Not an hour later, when we took our break for breakfast, Connelly, as if she had heard the guessing game, mentioned George Marshall Peters, and the studen
ts swallowed their giggles. But what she said quickly sobered them. The little foghorn that Peters had donated years ago to the dig, the one used every day to summon us from the far corners of Yeronisos for breaks or the end of the day or emergencies, had been stolen.
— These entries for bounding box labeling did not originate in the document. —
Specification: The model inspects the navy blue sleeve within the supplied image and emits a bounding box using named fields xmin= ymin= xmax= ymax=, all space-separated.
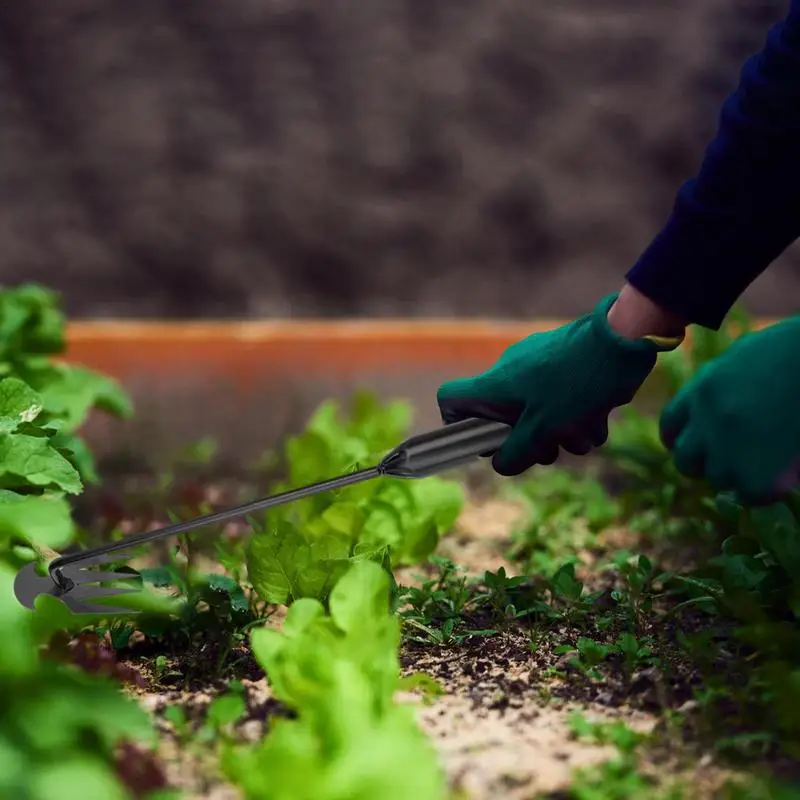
xmin=626 ymin=0 xmax=800 ymax=330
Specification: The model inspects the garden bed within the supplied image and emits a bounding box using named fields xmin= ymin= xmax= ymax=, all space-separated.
xmin=0 ymin=287 xmax=800 ymax=800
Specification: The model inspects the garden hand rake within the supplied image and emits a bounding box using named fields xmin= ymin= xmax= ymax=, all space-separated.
xmin=14 ymin=418 xmax=511 ymax=615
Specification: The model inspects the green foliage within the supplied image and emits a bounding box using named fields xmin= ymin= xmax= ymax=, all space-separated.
xmin=247 ymin=394 xmax=464 ymax=604
xmin=0 ymin=284 xmax=132 ymax=483
xmin=0 ymin=565 xmax=160 ymax=800
xmin=223 ymin=561 xmax=446 ymax=800
xmin=508 ymin=467 xmax=620 ymax=574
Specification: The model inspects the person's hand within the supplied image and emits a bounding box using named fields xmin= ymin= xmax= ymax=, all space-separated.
xmin=437 ymin=287 xmax=683 ymax=475
xmin=660 ymin=317 xmax=800 ymax=505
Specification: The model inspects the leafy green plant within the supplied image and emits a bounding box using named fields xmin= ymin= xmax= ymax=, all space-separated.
xmin=0 ymin=565 xmax=164 ymax=800
xmin=222 ymin=561 xmax=446 ymax=800
xmin=0 ymin=284 xmax=132 ymax=483
xmin=507 ymin=467 xmax=619 ymax=574
xmin=247 ymin=394 xmax=464 ymax=604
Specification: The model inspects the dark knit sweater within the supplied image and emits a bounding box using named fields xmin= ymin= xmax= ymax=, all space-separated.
xmin=626 ymin=0 xmax=800 ymax=329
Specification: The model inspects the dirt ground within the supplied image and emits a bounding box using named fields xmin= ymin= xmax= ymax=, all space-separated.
xmin=94 ymin=500 xmax=752 ymax=800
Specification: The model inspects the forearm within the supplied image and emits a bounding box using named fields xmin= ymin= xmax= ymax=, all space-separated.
xmin=615 ymin=0 xmax=800 ymax=333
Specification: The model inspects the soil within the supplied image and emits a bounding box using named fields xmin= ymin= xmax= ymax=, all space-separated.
xmin=67 ymin=490 xmax=756 ymax=800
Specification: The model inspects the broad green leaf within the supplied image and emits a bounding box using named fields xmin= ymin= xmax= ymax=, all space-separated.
xmin=0 ymin=489 xmax=75 ymax=550
xmin=0 ymin=378 xmax=42 ymax=433
xmin=361 ymin=500 xmax=403 ymax=548
xmin=330 ymin=561 xmax=389 ymax=633
xmin=322 ymin=502 xmax=364 ymax=539
xmin=40 ymin=364 xmax=133 ymax=431
xmin=0 ymin=433 xmax=83 ymax=494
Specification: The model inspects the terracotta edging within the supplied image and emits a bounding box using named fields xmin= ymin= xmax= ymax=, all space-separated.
xmin=65 ymin=319 xmax=770 ymax=385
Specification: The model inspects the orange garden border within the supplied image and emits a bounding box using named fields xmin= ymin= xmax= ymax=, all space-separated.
xmin=65 ymin=319 xmax=772 ymax=388
xmin=64 ymin=319 xmax=768 ymax=463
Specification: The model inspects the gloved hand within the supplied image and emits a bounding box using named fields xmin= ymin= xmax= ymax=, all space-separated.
xmin=660 ymin=316 xmax=800 ymax=505
xmin=437 ymin=294 xmax=682 ymax=475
We weren’t isolated on Yeronisos. Every afternoon, we heard the tour boat docking nearby, the clear strains of “Saving All My Love For You” floating up, or we’d glimpse the Pirate Cruise boat gliding past. An odd collection of stacked rocks beyond where we dug turned out to spell “I love you” in Russian, clearly a modern incursion. Yeronisos was a cultural monument owned by Cyprus, and no law keeps people away. But it was also fragile land, so fragile that although tours of Yeronisos would be a natural thing to offer at the annual party, the project couldn’t risk it, particularly with that rocky landing dock. In the long run, Connelly wanted to restore Apollo’s circular dance floor, bring Andreas and the local boys who danced together to perform out here—“bring my village.” But this was a dream, the happiest possibility for a distant and by no means certain future. And now here was this unwelcome news, the missing foghorn, the first theft in the history of the dig.
In Valentinos’s dinghy, Connelly brooded about the changes to Cyprus that she had seen, the concrete buildings and subdivisions that have sprung up across Cyprus, the bulky generator on the beautiful shoreline that runs constantly to provide electricity to a snack shop. “I gave this talk at the new Acropolis Museum, called ‘Building Partnerships in Eco-archaeology: Lessons from Yeronisos on Cyprus,’ and I start it off by showing how from the beginning we had done floral studies and bird counts. I showed them 1992 aerial photographs that I took from a helicopter of this whole area. At the end of it everyone was like ‘Wow, wow,’ and then I said, but this year I returned to this. And I showed these horrible developments, and the whole auditorium gasped. It is shocking. In one year, its character is destroyed. All this really happened in a year. Bad stuff trickled along, and then in one year, boom!”